Fordham, of the University of Adelaide in Australia, said: “The analysis suggested that the causes of the extinction began long before the last Ice Age.

“Climatic cooling combined with anthropogenic pressures from hunting drove a south-eastward contraction of the rhinoceros range.

“Low but sustained hunting and weak dispersal constrained the woolly rhinoceros to the remaining suboptimal habitats in the southern end of the range.

“Unable to colonize new suitable habitats, the rhinoceros metapopulation destabilized at the beginning of the Holocene Epoch, leading to extinction.

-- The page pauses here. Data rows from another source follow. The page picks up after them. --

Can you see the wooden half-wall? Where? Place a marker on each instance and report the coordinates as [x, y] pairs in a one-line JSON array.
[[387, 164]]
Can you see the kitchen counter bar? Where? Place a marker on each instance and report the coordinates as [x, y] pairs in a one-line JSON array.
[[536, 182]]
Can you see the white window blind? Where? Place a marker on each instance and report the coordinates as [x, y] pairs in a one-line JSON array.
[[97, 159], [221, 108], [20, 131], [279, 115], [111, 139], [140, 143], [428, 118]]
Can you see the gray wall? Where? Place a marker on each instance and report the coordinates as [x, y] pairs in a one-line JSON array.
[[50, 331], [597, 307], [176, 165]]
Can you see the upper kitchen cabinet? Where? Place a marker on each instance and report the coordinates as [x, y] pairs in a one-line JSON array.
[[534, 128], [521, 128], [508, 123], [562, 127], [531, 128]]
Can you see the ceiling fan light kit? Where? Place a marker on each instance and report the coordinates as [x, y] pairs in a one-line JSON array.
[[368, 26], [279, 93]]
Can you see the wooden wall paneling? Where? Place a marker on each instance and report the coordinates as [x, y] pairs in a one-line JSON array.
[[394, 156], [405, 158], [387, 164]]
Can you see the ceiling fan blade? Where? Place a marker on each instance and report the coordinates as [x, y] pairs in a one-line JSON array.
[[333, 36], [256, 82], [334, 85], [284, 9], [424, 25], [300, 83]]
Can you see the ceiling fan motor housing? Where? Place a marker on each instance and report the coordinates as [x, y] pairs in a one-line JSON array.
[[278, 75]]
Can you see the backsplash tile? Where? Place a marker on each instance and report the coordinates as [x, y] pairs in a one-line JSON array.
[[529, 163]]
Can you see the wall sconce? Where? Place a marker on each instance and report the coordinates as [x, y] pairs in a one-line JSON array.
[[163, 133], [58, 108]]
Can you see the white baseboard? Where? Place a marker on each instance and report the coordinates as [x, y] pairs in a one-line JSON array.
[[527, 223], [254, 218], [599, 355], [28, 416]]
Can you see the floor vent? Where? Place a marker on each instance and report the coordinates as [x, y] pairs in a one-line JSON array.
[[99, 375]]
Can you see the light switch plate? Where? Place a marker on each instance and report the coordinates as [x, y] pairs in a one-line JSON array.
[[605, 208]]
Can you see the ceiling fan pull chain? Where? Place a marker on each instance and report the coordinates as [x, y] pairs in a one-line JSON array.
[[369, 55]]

“Modelling indicates that this ecological trap intensified after the end of the last Ice Age, preventing colonization of newly formed suitable habitats, weakening stabilizing metapopulation processes, triggering the extinction of the woolly rhinoceros in the early Holocene.”

The research team, whose findings were published in the journal Proceedings of the National Academy of Sciences (PNAS), say today’s big beasts face similar threats as man-made environmental change has limited them to fragmented, suboptimal habitats.

Fordham said: “Our results provide a deeper understanding of the structure and dynamics of past extinctions of megafauna, simultaneously providing valuable lessons to safeguard Earth’s remaining large animals.”

He added: “The study reveals the progress of megafaunal extinction and could aid conservation efforts for threatened large animals.”